Cuando ya se habían sucedido cinco o seis parejas la estancia era la viva imagen del bochorno infernal, y subió a la tárima un joven con larga melena rubia, muy huesudo y envuelto en una camiseta, que más parecía un saco, por lo poco que la llenaba su propietario y lo ancha que era.

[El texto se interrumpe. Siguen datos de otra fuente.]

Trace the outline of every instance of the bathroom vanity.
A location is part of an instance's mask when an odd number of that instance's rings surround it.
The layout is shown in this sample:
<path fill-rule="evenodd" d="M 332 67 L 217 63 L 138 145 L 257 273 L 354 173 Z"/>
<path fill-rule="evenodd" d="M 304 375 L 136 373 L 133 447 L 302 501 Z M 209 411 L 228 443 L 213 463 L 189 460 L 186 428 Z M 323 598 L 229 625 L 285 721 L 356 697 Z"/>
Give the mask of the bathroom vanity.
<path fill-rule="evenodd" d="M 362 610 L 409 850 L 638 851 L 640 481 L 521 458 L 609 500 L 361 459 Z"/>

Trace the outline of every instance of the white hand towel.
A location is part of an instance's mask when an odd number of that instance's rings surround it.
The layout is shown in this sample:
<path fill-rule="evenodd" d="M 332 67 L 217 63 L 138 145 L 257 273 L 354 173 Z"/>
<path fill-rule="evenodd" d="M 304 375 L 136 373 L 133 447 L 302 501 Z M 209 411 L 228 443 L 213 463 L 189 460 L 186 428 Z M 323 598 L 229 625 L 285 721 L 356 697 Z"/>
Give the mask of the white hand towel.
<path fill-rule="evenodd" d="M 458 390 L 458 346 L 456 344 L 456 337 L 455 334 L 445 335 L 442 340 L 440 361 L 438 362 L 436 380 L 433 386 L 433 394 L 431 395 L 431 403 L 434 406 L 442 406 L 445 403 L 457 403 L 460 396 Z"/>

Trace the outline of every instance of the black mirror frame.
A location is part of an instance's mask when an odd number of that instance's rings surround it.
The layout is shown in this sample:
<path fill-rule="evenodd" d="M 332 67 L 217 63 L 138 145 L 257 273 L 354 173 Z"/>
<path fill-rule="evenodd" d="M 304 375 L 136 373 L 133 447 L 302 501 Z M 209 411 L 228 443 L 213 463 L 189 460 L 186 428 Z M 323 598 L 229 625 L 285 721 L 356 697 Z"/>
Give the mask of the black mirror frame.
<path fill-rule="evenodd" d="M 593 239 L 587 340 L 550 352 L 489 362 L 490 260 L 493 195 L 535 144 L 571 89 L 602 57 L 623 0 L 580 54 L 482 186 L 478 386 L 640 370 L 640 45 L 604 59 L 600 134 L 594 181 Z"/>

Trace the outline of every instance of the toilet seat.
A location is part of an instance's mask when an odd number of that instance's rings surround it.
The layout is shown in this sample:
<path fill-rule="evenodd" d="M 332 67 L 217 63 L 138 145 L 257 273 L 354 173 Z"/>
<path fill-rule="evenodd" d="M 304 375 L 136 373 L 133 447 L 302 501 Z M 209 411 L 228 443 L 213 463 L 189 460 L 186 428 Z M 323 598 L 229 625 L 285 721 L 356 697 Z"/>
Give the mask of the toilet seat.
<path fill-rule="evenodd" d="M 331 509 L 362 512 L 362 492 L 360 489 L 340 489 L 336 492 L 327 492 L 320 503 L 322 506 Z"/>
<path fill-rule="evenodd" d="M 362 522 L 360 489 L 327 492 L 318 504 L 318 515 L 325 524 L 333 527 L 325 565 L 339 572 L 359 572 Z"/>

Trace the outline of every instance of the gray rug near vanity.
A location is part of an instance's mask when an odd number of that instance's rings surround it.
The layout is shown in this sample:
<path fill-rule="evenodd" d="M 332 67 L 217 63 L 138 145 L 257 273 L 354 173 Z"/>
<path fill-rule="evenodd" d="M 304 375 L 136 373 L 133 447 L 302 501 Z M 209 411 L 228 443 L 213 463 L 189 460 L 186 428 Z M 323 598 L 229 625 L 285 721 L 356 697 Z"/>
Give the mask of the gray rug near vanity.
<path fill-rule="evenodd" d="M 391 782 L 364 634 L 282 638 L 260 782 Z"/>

Explicó antes de empezar la presentación con una voz ronca y un tono calmado que su compañero había dejado la asignatura a causa de su frustración después de suspender las pruebas parciales y que le había tocado tirar del carro a él solo.
Esta anomalía llamó la atención de todos aquellos soñadores que ya habían cumplido a la par que la de los flanes y gelatinas humanas que esperaban su turno, de pronto todos callaron y sólo deseaban mirar a aquel melenudo tan peculiar.
Después de una breve amonestación por parte del señor Morancho, pues así se llamaba el profesor de termodinámica, reprochando que ese cambio de planes debería haberle sido comunicado con antelación, empezó la presentación.
De pronto el joven sacó del bolsillo de su tejano una especie de flauta de madera ornamentada con extraños símbolos y sin que le diera tiempo al sr Morancho ni a ninguno de los presentes a reaccionar, empezó a entonar una melodía hipnótica, un ditirambo.
Nadie puede explicar aún cómo ocurrió, pero la mágica melodía que todo lo impregnaba se amplificó con el retumbar de unos tambores que parecían venir de un sitio muy lejano, a pesar de estar el edificio en las afueras de la ciudad.
Era una danza frenética, que ayudaba a aguantar el calor curiosamente aumentando la presión sanguínea de los hipnotizados participantes, pues ya todos bailaban encima de las sillas con ojos desorbitados, haciéndolos sudar en exceso, aliviándolos, fundiéndolos con el propio calor del centro de la Tierra.
En la pared el proyector transmitía la imagen de un hombre con semblante orgulloso, con un rostro poblado por un poderoso bigote: era Friedrich Nietzsche.
Todos danzaban delante de aquella especie de altar que era el rostro del filósofo. No se bien cuando sucedió, pero a partir de cierta nota, los poseídos provistos de grandes martillos negros con cabezas incandescentes empezaron a destrozar los cristales de las ventanas, todos siguiendo el sempiterno ritmo, y así fue como entró en el habitáculo una voraz ráfaga de viento, que exaltó aún más a todos.
El joven de la melena rubia contemplaba la escena con serenidad fumando,contemplaba la escena con ojos algo cansados, sacó de su bolsillo izquierdo una pistola, se la llevó a la sien, y se pegó un tiro. Ése fue el motivo del gran estruendo extático que precedió al gran silencio.
Cuando volvieron en sí, la visión del grave rostró del filósofo alemán y el fino hilo de sangre que se dibujaba en la sien de aquel crucificado de melena rubia, causaron grandes transtornos y delirios (también de grandeza) a todos, hasta el punto de que no creo que ninguno se haya recuperado aún a día de hoy: algunos están en prisión, otros en manicomios, algunos son mendigos y otros se han hecho poetas y quién sabe cuántos correrán la misma suerte que aquel joven.